ところがオレゴン州立大学のエレーヌ・インガム教授が非殺菌土で実験してみたところ、細菌はあっという間に増殖しながら、あらゆる植物を殺し続けるという結果が得られた。環境保護庁にとっては大失態だが、インガム教授はこの功績により微生物学者としての名を上げた。彼女という救世主がいたことは一般にはほとんど知られていない。
【強力な太陽嵐、キャリントンイベント(1859年)】
1859年、太陽の黒点で強力な太陽嵐が発生し、通信網を一網打尽にした。
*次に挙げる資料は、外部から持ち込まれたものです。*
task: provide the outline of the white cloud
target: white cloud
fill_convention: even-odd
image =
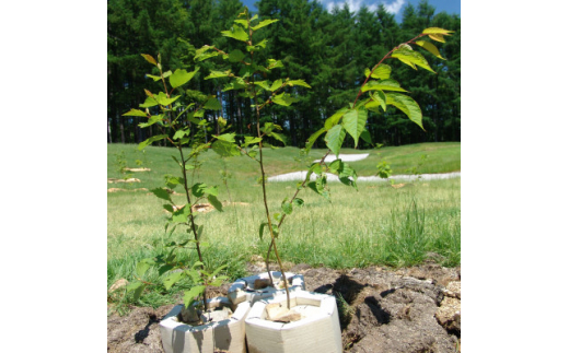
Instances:
[[[403,5],[405,4],[405,0],[395,0],[392,3],[385,3],[383,2],[383,7],[385,8],[385,11],[397,14],[399,11],[402,11]]]
[[[339,0],[339,1],[318,0],[318,1],[322,2],[322,4],[326,7],[326,10],[328,10],[328,12],[332,12],[332,9],[334,8],[334,5],[338,5],[338,8],[341,9],[344,7],[344,3],[348,4],[350,12],[358,12],[360,10],[360,8],[364,4],[368,7],[369,11],[378,10],[378,5],[373,4],[372,3],[373,1],[369,1],[369,0]]]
これを英国の天文学者の名にちなみ「キャリントンイベント」という。
太陽嵐のエネルギーは原爆の100億個分に相当し、それが発生した時、夜だというのに屋外で新聞を読めるほど夜空が明るく輝いたという。またキューバやホノルルのような低緯度の地域でもオーロラが観測された。
仮に同様の太陽嵐が今地球を直撃すれば、発電所、下水処理場、人工衛星、携帯電話などのインフラが被るダメージは試算不能なほどだという。
【ボニージャ彗星(1883年)】
1883年、地球のわずか640キロ先というすれすれを無数の彗星の破片がかすめていった。発見者ホセ・ボニージャの名からボニージャ彗星と呼ばれるそれは、太陽の前で崩壊し、そのまま地球に飛来した。
最近の調査からはそれが本当に危なかったことが判明している。彗星の重量は数十億トンと推測されており、砕けた破片の大きさは45メートルから4キロもあった。仮に地球に落ちたら最も小さな破片でさえ、地球に命中していれば原爆数個分の威力があったはずだ。それが無数に飛来したのである。最大クラスの破片なら1つでも壊滅的なダメージを与えたことだろう。